With my team, the Montreal Canadiens, being eliminated from the Stanley Cup playoffs Monday night, I’m finally facing the stages of grief that go along with being eliminated from Cup contention. It’s a hard road, and I’m not sure how long it’s going to take me but I thought I would take a look at how the process works. Even if your team has already been eliminated (or didn’t make the playoffs at all), you might still be caught up in some of these stages. Even though the stages are presented in linear order, you might be in more than one stage at a time, or you might experience them in a different order, but everyone goes through them at some point.
Stage 1: Denial
This didn’t happen, did it? My team is still going to be playing playoff hockey even though it’s 90F (32C) here today, right? If I don’t read the articles, if I don’t talk to other fans, then it isn’t real. This stage will take awhile for me. I’m avoiding reading about it in the paper. I’m avoiding my favourite website. I’m avoiding (as much as possible) talking to other fans. I’m even staying off Twitter because I can’t handle facing the possibility that Monday night wasn’t just a horrible nightmare. For some, this stage might be quicker – especially if you were already resigned to losing before it happened (as at least some Sharks fans were). If you were not prepared for the loss (I think many Caps, Pens, and Bruins fans might fall into this one), this stage might be longer.
Stage 2: Anger
Oh boy. This one is VERY familiar to hockey fans. I think that Stage 2 can overlap a bit with Stage 1. I know that I lashed out a bit last night in anger with a bit of an uncharacteristically nasty tweet. It really isn’t in my nature to be angry or to hate on the opponent, but it’s hard not to immediately following elimination. There is a burning core inside of me that wants nothing more than to see the Flyers LOSE and LOSE BADLY in the SCF. I think everyone experiences anger to different degrees – it can be physical, like punching walls, or verbal, as is the case with spewing vitriol towards the team that eliminated your team. It’s easier to be angry at the victorious opponent than to turn inwards and examine why your team lost. That will come later…
Stage 3: Bargaining
This stage definitely happened for me before the demise of my team. I have never been superstitious, but somehow these playoffs turned me into a crazy lunatic who had to do things a certain way – wear a certain thing, eat a certain meal, do tequila shots for goals in elimination games (hey, it worked 5 times!)… If I could do everything right, then my team would come through for me.
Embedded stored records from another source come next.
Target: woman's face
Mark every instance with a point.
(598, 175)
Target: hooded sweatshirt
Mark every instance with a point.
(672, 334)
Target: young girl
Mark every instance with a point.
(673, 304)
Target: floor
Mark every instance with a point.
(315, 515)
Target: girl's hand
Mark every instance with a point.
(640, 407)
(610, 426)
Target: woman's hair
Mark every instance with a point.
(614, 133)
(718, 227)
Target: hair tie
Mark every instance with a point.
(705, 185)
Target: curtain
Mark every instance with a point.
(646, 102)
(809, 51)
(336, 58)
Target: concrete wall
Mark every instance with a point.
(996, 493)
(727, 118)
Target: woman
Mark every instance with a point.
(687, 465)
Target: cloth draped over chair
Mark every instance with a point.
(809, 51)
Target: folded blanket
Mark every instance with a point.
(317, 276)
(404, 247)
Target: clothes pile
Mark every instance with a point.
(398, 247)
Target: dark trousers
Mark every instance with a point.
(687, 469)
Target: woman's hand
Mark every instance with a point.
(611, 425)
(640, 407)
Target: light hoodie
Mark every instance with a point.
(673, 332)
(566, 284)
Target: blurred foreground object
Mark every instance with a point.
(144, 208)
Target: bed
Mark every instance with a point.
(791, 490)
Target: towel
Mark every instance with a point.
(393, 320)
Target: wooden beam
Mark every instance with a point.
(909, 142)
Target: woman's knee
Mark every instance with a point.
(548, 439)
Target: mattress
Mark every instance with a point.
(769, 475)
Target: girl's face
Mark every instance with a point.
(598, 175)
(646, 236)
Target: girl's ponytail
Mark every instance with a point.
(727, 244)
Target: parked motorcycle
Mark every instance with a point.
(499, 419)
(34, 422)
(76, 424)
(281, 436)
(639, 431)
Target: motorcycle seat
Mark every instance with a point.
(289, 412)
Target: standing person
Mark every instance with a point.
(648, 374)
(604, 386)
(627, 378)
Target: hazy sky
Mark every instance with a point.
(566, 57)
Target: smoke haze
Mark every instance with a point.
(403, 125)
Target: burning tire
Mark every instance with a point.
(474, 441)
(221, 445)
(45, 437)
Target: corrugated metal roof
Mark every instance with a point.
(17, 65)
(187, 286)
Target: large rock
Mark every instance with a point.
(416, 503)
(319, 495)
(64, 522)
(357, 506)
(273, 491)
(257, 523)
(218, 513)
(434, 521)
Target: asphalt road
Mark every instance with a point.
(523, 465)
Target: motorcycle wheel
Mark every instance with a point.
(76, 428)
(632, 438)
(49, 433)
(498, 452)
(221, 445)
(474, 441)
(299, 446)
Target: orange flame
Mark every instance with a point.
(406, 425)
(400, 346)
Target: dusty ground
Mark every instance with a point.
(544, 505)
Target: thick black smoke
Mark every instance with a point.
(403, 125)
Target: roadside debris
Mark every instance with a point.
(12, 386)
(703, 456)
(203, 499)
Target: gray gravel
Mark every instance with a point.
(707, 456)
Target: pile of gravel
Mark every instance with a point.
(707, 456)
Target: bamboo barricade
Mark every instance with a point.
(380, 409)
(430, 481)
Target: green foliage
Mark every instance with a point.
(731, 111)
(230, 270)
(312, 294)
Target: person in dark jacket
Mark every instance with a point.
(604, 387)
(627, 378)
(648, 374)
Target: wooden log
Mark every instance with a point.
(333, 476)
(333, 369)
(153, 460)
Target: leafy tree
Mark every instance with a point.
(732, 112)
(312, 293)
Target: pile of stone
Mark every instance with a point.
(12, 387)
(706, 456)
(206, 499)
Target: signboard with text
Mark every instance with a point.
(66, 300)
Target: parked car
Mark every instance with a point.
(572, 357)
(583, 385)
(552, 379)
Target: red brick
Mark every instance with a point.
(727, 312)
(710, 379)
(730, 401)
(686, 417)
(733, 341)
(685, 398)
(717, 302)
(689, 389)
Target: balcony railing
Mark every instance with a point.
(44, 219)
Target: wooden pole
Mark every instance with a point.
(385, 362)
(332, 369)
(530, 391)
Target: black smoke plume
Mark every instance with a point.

There was begging, there was wishing, and there was praying. I would do whatever it would take if it meant that my team would win another game. Of course, in hockey, this stage is both the most familiar while also being the most futile. What I do in the comfort of my living room has exactly ZERO effect on the outcome. But I still do it, and I still worry when I have to deviate from my carefully composed plan. Maybe the Canadiens lost because I was in Toronto and was unable to make my customary visit to The Rocket in The Forum before games. Maybe I wore the wrong player on my back. Maybe I drank the wrong drink. These thoughts won’t stop running through my head!
Stage 4: Depression
This one hit pretty much immediately for me. I think it’s going to be a constant companion as I work through my playoff elimination grief. I love this team in a way that only other hockey fans can understand. My boys played with so much heart and desire, knocking off two powerhouse teams before hitting a brick wall. Even though they overachieved in everyone’s eyes, it’s still sad that their run is over. When I thought of those guys packing up their gear and leaving the Bell Centre, I got a bit weepy. I won’t get to watch any more Habs games on RDS (the French commentary is so much more exciting than in English!). I won’t get together with other Habs fans to cheer on the team (until the fall when it all starts up again). Of course, this all feels very selfish. All I can think about is all the things I won’t have now that the season is over, but I think it’s important to grieve the things I will lose, while still acknowledging that the players on the Habs roster have lost so much more than I did.
Stage 5: Acceptance
The final stage of grieving your teams’ too-early exit from the playoffs is acceptance. It happened. They lost. They will not play another game this season. They will not hoist the Stanley Cup. The other team was victorious, and that’s the way it goes. Of course, there will be fans of 29 teams in this situation, whether it’s because their team didn’t make it into the playoffs, or following playoff elimination. I think that this stage may take some people longer to reach than others. I can understand why it might take some Bruins fans longer – after being so close to victory, it was snatched from their grasp. That had to be a huge disappointment. I would probably run with anger for a while if I were a Bruins fan. But once you do get to the point of acceptance, then the real evaluation of what happened can begin. I’m not ready to examine why the Habs lost. Deep inside, I know why they lost. When I’m ready to accept that they DID lose (since I’m still stuck in Stage 1 over here), then I’ll be ready to talk about it.
How are you dealing with your playoff elimination grief? I’d love to hear how you move on after your team is eliminated.